Nesse contexto entra a arquitetura brutalista. Como diz a sobrinha de László sobre suas obras: “Não indicam nada, não contam nada, simplesmente são.” Afinal, como o próprio disse: “Há descrição melhor para um cubo do que sua própria estrutura?” O que é melhor para descrever uma montanha do que a própria montanha? O que é melhor para descrever um oceano do que o próprio oceano? A partir da década de 1950 que os primeiros exemplos de arquitetura brutalista evidenciam uma característica em comum: todos aparentam ser do que realmente são feitos. A partir do uso de materiais em seu estado bruto – em especial o concreto.
Lady Gaga na sua turnê The Chromatica Ball que teve início em Düsseldorf, Alemanha, trouxe um palco inspirado na arquitetura brutalista onde se destacam os materiais, as texturas, a crueza e a transparência. Um verdadeiro convite ao olhar selvagem e duro para si mesmo. Da mesma maneira que reflete no seu novo álbum Mayhem como é prosperar e não apenas sobreviver o tempo todo. Explorar a metáfora da perseverança, acolher e sorrir através do caos.

A direção de Brady Corbet e a fotografia de Lol Crawley conseguem transmitir através da imagem essa ideia megalomaníaca em contraste com uma figura tão miserável, simples, controlada e reclusa. É difícil não se sentir sufocado, deslocado e oprimido durante as quase quatro horas de duração de O Brutalista. Por mais gritante que fosse sua realidade, por mais dolorosa, László não encontra força dentro de si para sair desse ciclo. Ao invés disso, encontra na arte e apenas nela, uma forma de elaborar e transformar aquilo que é intangível em tangível.
Adrien Brody, Felicity Jones, Guy Pearce, Joe Alwyn e Raffey Cassidy através de suas interpretações navegam entre essas diferentes posições. Entre o que está na superfície, o que está imerso e aquilo que realmente é. Como o filme deixa claro e Nilton Bonder também fala em seu livro, aquele que engana a si mesmo é mais perverso do que o que engana os outros. Isso porque aquele que engana os outros está muito mais próximo de cair em si do que aquele que engana a si mesmo.
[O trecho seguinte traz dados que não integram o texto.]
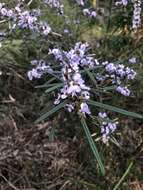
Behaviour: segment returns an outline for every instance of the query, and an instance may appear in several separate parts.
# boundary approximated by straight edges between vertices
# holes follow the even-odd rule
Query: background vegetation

O profeta Isaías disse: “Paz… paz aos que vêm de longe e aos que vêm de perto.” Como Nilton conclui em seu livro a partir de um pensamento do rabino Abahu, para perceber o “bom”, é preciso apostar em muitos falsos “bons”, mas que, por profunda lealdade ao que é “correto”, jamais deixemos de ser não acomodados - transgressores. Espero e cultivo que sempre tenhamos a coragem de morder a maçã do conhecimento e atravessar quantos “mares vermelhos” forem necessários. Diante uma sociedade que foge da realidade, filmes como O Brutalista são importantes lembretes do que somos, de onde estamos, do que podemos ser e onde podemos estar.
“Não importa o que os outros tentem lhe dizer, o que importa é o destino, não a jornada.”